مُّهۡطِعِينَ إِلَى ٱلدَّاعِۖ يَقُولُ ٱلۡكَٰفِرُونَ هَٰذَا يَوۡمٌ عَسِرٞ ٨
Gibi çağırana koşarak, der ki kâfirler: bu pek zorlu bir gündür.
O çağırana koşarak kafirler: Bu, zorlu bir gündür, derler.
Davetçiye doğru koşarlarken kâfirler, “Bu zor bir gün” derler.
o da'vet ediciye (boyunlarını uzatıb) koşarak. (İçlerinden) kâfir olanlar (öyle) diyecek (ler): «Bu, çok sarp bir gün».
Kendilerini çağıran görevliye doğru koşarlar. O zaman kafirler «Bu zor bir gündür» derler.
۞ كَذَّبَتۡ قَبۡلَهُمۡ قَوۡمُ نُوحٖ فَكَذَّبُواْ عَبۡدَنَا وَقَالُواْ مَجۡنُونٞ وَٱزۡدُجِرَ ٩
Onlardan evvel Nuh kavmi tekzib etti yalancı dediler o kulumuza, mecnun dediler, çok incittiler.
Onlardan önce Nuh kavmi de yalanlamış, kulumuzu tekzib ederek; delidir, demişler ve yolunu kesmişlerdi.
Onlardan önce Nuh’un kavmi de yalanlamıştı. Onlar kulumuzu yalanlayıp “Bu bir delidir” dediler ve kulumuz (tebliğ görevinden) alıkonuldu.
Onlardan evvel Nuuh kavmi tekzîb etdi; onlar kulumuzu yalancı saymakda ısrar etdiler. «Mecnun» dediler.

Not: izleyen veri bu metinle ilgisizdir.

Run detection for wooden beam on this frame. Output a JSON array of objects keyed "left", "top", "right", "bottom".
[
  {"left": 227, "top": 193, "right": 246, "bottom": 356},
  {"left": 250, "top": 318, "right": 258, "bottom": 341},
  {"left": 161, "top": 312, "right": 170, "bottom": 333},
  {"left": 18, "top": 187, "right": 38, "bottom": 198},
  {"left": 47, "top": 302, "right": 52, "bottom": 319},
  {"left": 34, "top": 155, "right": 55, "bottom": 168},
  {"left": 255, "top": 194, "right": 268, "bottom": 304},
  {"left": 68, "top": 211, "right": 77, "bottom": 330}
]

O, (da'vetden cebren) vaz geçirilmişdi.
Onlardan önce Nuh'un soydaşları da yalanlamışlardı. Onlar kulumuz Nuh'u yalanlayarak «Bu adam delidir» dediler, onu görevinden alıkoydular.
فَدَعَا رَبَّهُۥٓ أَنِّي مَغۡلُوبٞ فَٱنتَصِرۡ ١٠
O da nihayet Rabbi’ne duâ etti, ben dedi, mağlûbum, hemen nusratını ver.
O da Rabbına yalvarmış: Ben; yenildim, bana yardım et, demişti.
O da Rabbine, “Ey Rabbim! Ben yenilgiye uğradım, yardım et” diye dua etti.
Nihayet, o da Rabbine «Ben hakıykaten mağlûbum. Artık (benim) intikaam (ımı) sen al» diye düâ etdi.
O da «Ben yenik düştüm, yardım et bana» diye Rabb'ine dua etti.
فَفَتَحۡنَآ أَبۡوَٰبَ ٱلسَّمَآءِ بِمَآءٖ مُّنۡهَمِرٖ ١١
Bunun üzerine Göğün kapılarını açtık dökülen bir su ile şakır şakır.
Bunun üzerine Biz de gök kapılarını boşanan sularla açmıştık.
Biz de göğün kapılarını dökülürcesine yağan bir yağmurla açtık.
Bunun üzerine biz de şarıl şarıl dökülen bir suya gök kapılarını açdık.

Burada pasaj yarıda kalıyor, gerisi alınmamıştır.